Diving deep to reveal the microbial mysteries of Lost City
An expedition sets out this week to explore a field of hydrothermal vents in the deep Atlantic, one of the most extreme ecosystems on the planet
Smack in the middle of the Atlantic Ocean, atop an underwater mountain rising over 10,000 feet above the seafloor, sits Lost City. Hundreds of white spires jut into the dark ocean, spanning the area of a city block and towering between 30 and 200 feet tall. Hot alkaline fluids filled with hydrogen gas spew from the tops of these natural towers into the waters just east of the Mid-Atlantic Ridge.
What looks like a long-abandoned metropolis is, in fact, teeming with microscopic life. The trillions of microbial residents of Lost City, perched on top of the Atlantis Massif, have become a fascination for scientists.
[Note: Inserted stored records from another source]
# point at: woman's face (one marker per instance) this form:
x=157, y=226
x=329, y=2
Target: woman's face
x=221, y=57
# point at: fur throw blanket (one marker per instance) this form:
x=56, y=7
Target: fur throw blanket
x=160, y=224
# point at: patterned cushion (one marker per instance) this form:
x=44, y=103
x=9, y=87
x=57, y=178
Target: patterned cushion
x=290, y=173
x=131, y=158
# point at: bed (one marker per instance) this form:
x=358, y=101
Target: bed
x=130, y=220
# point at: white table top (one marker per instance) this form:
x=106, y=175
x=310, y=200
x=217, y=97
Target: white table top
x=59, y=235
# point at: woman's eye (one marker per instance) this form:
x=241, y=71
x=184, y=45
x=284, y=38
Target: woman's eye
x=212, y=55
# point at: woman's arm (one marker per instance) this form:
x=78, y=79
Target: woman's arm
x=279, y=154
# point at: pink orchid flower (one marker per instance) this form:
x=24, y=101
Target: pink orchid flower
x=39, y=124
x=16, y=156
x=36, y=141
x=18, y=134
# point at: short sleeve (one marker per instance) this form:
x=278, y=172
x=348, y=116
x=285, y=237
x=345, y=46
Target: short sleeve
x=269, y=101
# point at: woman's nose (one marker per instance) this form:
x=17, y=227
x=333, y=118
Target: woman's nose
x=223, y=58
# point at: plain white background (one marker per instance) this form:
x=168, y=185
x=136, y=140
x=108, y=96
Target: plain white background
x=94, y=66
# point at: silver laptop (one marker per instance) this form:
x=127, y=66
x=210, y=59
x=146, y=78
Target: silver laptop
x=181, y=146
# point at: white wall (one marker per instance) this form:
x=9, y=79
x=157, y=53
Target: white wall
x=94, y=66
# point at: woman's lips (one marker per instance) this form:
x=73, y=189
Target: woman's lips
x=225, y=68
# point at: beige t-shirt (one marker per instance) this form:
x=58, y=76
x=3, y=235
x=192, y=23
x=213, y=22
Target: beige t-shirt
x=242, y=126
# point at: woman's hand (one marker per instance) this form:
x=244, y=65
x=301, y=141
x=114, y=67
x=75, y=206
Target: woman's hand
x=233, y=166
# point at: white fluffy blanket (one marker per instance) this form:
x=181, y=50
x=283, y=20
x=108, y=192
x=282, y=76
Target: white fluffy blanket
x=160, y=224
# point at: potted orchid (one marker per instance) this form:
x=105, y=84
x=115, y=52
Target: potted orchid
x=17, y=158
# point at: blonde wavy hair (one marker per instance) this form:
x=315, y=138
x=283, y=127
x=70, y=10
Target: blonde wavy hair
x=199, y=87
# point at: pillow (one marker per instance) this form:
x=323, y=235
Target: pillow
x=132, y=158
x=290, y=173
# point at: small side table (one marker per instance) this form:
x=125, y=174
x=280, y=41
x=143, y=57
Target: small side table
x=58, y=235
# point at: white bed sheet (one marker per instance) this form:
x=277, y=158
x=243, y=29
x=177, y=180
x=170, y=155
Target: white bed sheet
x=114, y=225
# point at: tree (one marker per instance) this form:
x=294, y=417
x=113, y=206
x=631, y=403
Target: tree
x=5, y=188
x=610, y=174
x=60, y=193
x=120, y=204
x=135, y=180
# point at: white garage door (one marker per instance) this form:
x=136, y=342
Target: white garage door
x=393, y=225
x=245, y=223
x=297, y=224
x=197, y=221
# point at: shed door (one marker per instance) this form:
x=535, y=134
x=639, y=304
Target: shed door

These microbes, thriving in a hydrothermal vent field deep in the Atlantic, hold the secret to life’s survival in such hostile environments—and they may even provide clues about the origins of life on Earth.
Tomorrow, September 8, a group of 22 researchers, microbiologists, geologists and oceanographers, will travel to Lost City for the first time in years. This group of scientists wants to know how the microbes of Lost City make their living, what they eat and breathe, and how they survive in the extreme temperatures and pressures of the deep ocean.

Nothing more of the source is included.